En un comunicado, la oficina de Torra reiteró su convencimiento de que "los lazos amarillos no son un símbolo partidista", pese a que el síndic Rafael Ribó le recomendó acatar el llamado de la Junta Electoral Central (JEC), y retirar los lazos amarillos y "esteladas" (banderas catalanas) de los edificios públicos.

Torra reiteró su compromiso "con la libertad de expresión en el espacio público, que no ha de ser neutral, sino libre", y destacó que los lazos amarillos son un símbolo de recuerdo y reconocimiento a personas "injustamente alejadas de su sociedad", en referencia con los presos por el fallido proceso de independencia.

Torra pidió el pasado 12 de marzo al Síndic de Greuges, institución catalana independiente que trabaja para garantizar los derechos de los ciudadanos, que emitiera un informe sobre la prohibición de los lazos amarillos.

El viernes pasado, Ribó envió su informe a Torra, quien anunció que pediría al organismo un dictamen, pero la JEC ordenó al gobierno el lunes pasado dar instrucciones para retirar los símbolos partidistas en 24 horas, una medida que Torra desatendió.

Este miércoles, el síndic dio a conocer de manera pública su recomendación al gobierno catalán de retirar de "forma excepcional" los lazos y esteladas de las dependencias, a fin de preservar la neutralidad ideológica de los poderes públicos desde la convocatoria de los comicios hasta que finalice la votación.

Aclaró que se trataría de "una medida temporal", puesto que considera que fuera del período electoral, estos símbolos se enmarcarían dentro del "ejercicio de la libertad de expresión en el espacio público". 

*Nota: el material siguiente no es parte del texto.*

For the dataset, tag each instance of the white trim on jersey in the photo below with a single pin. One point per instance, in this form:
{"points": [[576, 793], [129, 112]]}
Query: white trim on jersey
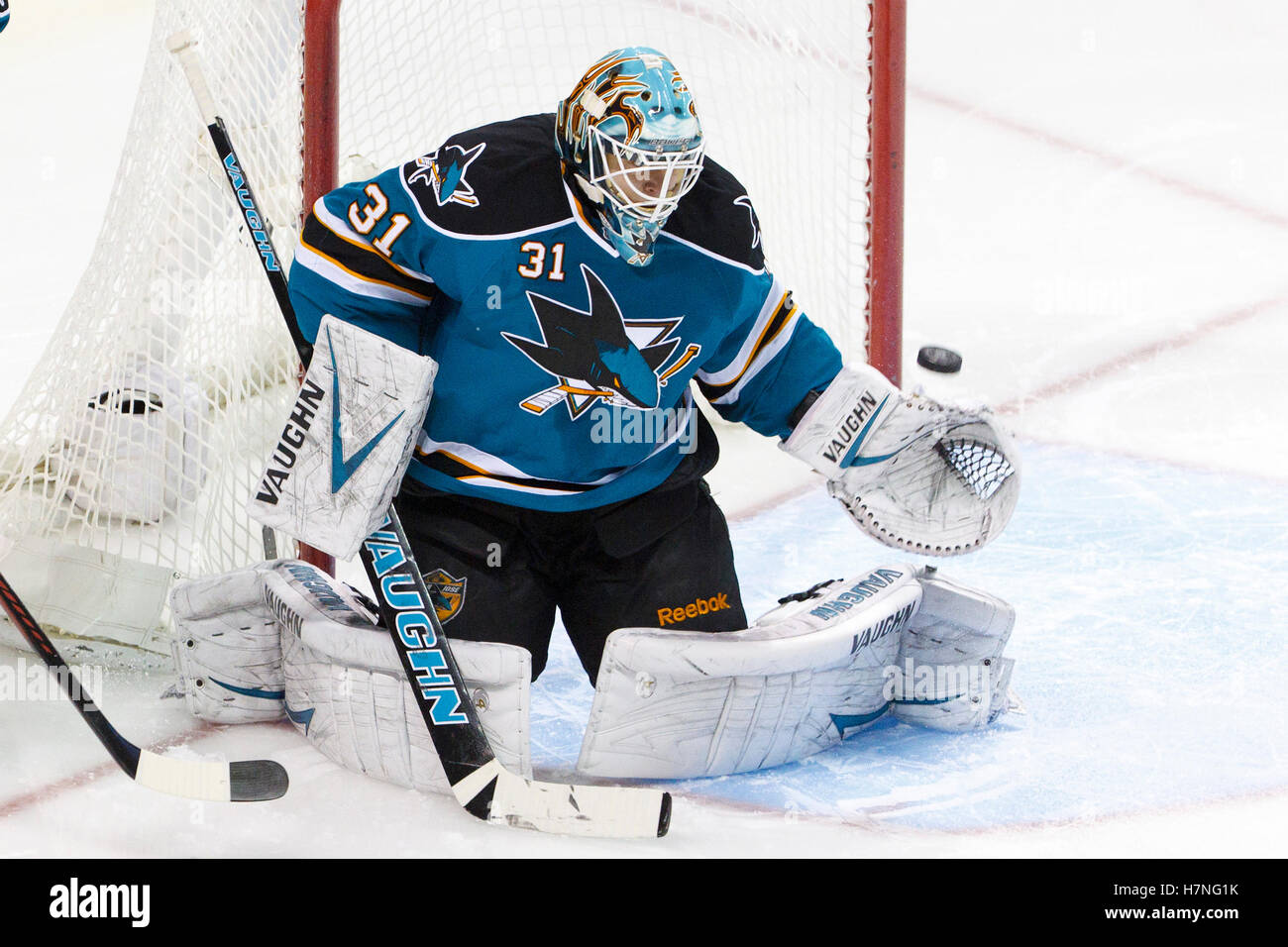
{"points": [[342, 228], [333, 272], [748, 363]]}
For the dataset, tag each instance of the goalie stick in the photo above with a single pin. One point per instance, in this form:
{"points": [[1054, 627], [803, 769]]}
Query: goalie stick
{"points": [[482, 787], [252, 781]]}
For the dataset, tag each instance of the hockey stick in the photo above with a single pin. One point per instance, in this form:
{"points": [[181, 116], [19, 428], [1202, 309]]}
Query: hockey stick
{"points": [[219, 783], [482, 787]]}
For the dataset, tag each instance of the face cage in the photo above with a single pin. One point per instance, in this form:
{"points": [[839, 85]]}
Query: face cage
{"points": [[626, 174]]}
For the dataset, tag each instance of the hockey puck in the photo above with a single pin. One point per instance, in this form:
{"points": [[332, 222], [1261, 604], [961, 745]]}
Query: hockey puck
{"points": [[939, 360]]}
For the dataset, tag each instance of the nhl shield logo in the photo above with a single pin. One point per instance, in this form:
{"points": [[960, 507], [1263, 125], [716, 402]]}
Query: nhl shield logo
{"points": [[446, 592]]}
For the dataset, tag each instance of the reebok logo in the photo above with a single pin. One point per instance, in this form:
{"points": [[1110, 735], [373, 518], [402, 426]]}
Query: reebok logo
{"points": [[702, 605]]}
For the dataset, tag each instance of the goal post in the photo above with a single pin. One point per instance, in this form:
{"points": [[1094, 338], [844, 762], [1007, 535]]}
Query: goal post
{"points": [[127, 460]]}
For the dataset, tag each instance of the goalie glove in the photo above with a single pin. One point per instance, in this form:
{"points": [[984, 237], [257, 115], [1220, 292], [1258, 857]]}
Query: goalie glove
{"points": [[914, 474]]}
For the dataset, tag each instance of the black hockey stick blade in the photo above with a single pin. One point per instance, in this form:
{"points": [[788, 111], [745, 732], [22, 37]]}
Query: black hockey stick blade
{"points": [[257, 781], [218, 783]]}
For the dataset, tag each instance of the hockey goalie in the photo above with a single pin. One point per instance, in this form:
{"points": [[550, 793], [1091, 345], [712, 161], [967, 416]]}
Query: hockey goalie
{"points": [[488, 311]]}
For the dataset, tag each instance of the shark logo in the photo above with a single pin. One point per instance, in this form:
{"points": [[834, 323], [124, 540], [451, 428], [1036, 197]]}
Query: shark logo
{"points": [[755, 222], [597, 356], [445, 172], [446, 592]]}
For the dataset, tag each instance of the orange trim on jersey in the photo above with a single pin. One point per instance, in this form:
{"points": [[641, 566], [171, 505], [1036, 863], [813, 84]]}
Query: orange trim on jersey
{"points": [[360, 275], [362, 245], [765, 338]]}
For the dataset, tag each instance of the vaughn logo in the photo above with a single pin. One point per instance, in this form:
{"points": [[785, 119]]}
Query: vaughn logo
{"points": [[845, 441], [73, 899], [292, 438]]}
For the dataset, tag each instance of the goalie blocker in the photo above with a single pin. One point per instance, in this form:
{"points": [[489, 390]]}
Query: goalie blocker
{"points": [[913, 474], [283, 638]]}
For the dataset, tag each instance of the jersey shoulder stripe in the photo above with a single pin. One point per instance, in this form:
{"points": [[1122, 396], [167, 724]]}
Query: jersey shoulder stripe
{"points": [[493, 180], [361, 260], [773, 326]]}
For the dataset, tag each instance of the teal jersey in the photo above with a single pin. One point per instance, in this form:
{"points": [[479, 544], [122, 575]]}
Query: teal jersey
{"points": [[565, 372]]}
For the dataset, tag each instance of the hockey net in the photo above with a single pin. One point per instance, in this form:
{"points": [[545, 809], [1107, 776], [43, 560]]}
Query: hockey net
{"points": [[128, 458]]}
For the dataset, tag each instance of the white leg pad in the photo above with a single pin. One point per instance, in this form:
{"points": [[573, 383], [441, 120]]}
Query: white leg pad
{"points": [[951, 672], [684, 703]]}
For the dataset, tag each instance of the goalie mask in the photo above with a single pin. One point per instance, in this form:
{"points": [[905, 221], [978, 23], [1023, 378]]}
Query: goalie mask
{"points": [[630, 137]]}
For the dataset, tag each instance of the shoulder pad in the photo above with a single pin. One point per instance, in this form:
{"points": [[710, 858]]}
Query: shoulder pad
{"points": [[494, 179], [719, 218]]}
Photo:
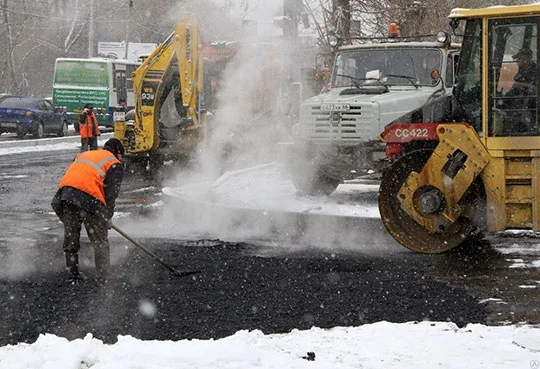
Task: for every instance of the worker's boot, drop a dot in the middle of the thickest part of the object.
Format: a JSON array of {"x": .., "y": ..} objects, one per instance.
[
  {"x": 103, "y": 262},
  {"x": 72, "y": 263},
  {"x": 72, "y": 267}
]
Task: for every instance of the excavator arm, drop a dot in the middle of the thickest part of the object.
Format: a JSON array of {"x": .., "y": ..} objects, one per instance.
[{"x": 172, "y": 73}]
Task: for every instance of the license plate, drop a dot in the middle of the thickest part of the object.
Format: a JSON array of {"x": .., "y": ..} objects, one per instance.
[
  {"x": 8, "y": 125},
  {"x": 335, "y": 107},
  {"x": 119, "y": 116}
]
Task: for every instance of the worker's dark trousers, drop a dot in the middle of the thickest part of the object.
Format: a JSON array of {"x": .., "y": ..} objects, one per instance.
[
  {"x": 96, "y": 228},
  {"x": 89, "y": 143}
]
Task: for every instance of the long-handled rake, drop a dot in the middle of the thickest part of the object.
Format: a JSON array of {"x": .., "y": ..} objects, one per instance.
[{"x": 148, "y": 252}]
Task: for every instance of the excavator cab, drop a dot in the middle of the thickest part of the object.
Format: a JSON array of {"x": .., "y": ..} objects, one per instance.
[{"x": 470, "y": 162}]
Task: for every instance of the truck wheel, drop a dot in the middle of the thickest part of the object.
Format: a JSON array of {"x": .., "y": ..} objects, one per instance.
[
  {"x": 315, "y": 185},
  {"x": 20, "y": 132}
]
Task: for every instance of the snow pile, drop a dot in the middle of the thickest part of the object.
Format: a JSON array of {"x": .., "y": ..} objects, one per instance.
[{"x": 380, "y": 345}]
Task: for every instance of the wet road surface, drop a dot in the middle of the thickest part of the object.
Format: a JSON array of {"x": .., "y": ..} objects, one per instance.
[{"x": 272, "y": 284}]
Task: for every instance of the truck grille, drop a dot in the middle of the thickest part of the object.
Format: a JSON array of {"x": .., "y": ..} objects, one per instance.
[{"x": 351, "y": 125}]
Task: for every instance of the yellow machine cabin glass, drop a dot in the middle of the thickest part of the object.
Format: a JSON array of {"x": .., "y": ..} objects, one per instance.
[
  {"x": 512, "y": 78},
  {"x": 468, "y": 89}
]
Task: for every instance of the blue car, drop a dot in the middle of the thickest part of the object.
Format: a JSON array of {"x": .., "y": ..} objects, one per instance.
[{"x": 28, "y": 115}]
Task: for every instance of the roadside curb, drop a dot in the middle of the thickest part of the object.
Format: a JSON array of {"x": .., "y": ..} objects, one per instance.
[{"x": 46, "y": 141}]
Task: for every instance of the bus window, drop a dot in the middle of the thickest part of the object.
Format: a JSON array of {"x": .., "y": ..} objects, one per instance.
[{"x": 101, "y": 82}]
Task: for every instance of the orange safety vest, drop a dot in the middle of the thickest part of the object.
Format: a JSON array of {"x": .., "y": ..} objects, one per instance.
[
  {"x": 87, "y": 172},
  {"x": 89, "y": 128}
]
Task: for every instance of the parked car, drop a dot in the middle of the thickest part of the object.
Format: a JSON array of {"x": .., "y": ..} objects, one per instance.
[{"x": 28, "y": 115}]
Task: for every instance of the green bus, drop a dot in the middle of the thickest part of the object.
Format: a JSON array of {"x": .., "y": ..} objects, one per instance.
[{"x": 99, "y": 81}]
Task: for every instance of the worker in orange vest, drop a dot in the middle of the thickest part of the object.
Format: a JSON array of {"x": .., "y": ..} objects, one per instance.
[
  {"x": 88, "y": 128},
  {"x": 87, "y": 194}
]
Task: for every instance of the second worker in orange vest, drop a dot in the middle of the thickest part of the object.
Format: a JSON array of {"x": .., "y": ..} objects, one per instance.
[
  {"x": 87, "y": 194},
  {"x": 88, "y": 128}
]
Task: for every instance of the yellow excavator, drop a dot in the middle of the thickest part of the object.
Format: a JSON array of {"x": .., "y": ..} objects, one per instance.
[
  {"x": 169, "y": 117},
  {"x": 470, "y": 162}
]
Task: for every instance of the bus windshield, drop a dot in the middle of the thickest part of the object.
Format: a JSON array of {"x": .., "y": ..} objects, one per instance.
[{"x": 81, "y": 73}]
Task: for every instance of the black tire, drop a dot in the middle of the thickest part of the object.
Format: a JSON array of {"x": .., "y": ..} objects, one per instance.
[
  {"x": 20, "y": 132},
  {"x": 63, "y": 130},
  {"x": 38, "y": 131}
]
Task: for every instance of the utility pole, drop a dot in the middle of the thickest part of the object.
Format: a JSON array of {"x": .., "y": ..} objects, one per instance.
[
  {"x": 126, "y": 38},
  {"x": 91, "y": 32}
]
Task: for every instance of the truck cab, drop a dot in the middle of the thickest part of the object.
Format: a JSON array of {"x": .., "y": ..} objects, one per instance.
[{"x": 372, "y": 84}]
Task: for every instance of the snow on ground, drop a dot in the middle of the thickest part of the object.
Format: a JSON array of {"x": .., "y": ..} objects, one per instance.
[
  {"x": 266, "y": 187},
  {"x": 422, "y": 345},
  {"x": 385, "y": 345}
]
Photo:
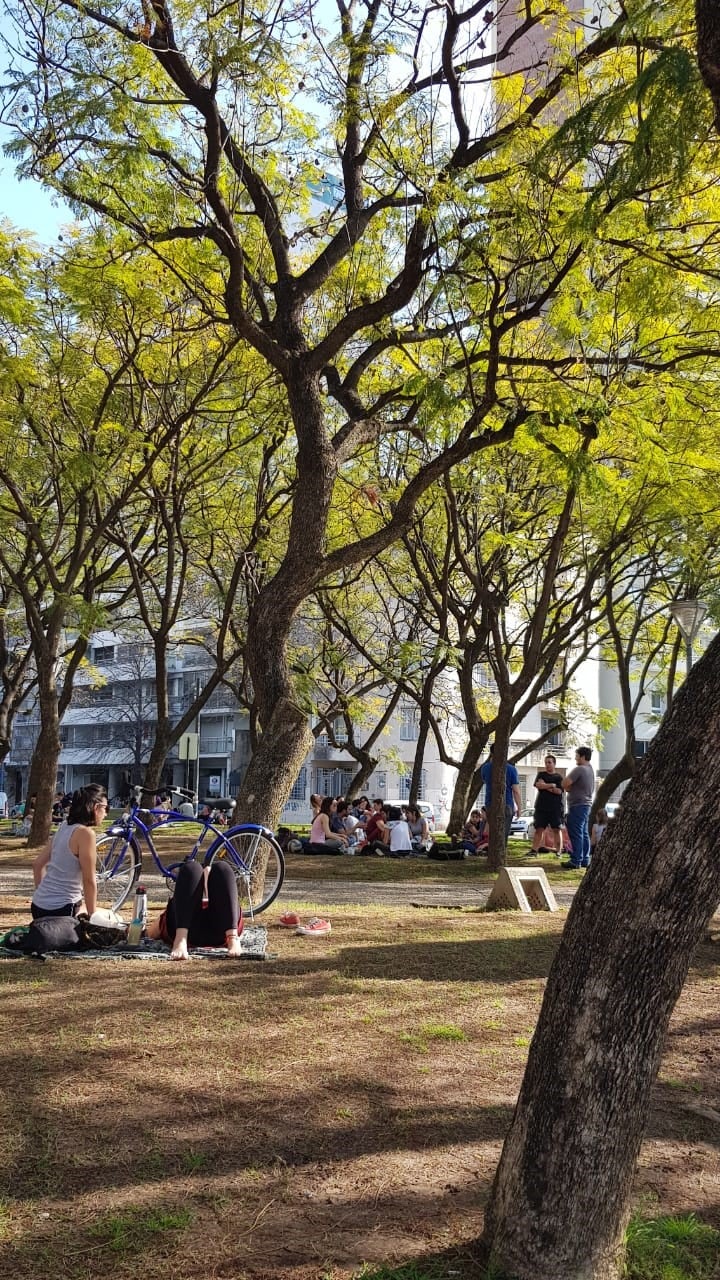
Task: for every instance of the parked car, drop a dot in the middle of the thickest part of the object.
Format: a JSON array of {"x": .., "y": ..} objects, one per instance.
[{"x": 425, "y": 809}]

La JEC tiene previsto reunirse mañana jueves para tomar una decisión sobre la polémica abierta por la negativa de Torra, que podría derivar en la apertura de un procedimiento administrativo y una multa que va de 300 a tres mil euros (de 342 a tres mil 428 dólares), e incluso una investigación judicial. 

En 2018, la alcaldesa de Berga (Barcelona), Montserrat Venturós, fue inhabilitada durante seis meses a ejercer cargos públicos y pagó 540 euros (617 dólares) por haberse negado a quitar una "estelada" colocada en el balcón del ayuntamiento durante las elecciones autonómicas y generales de 2015.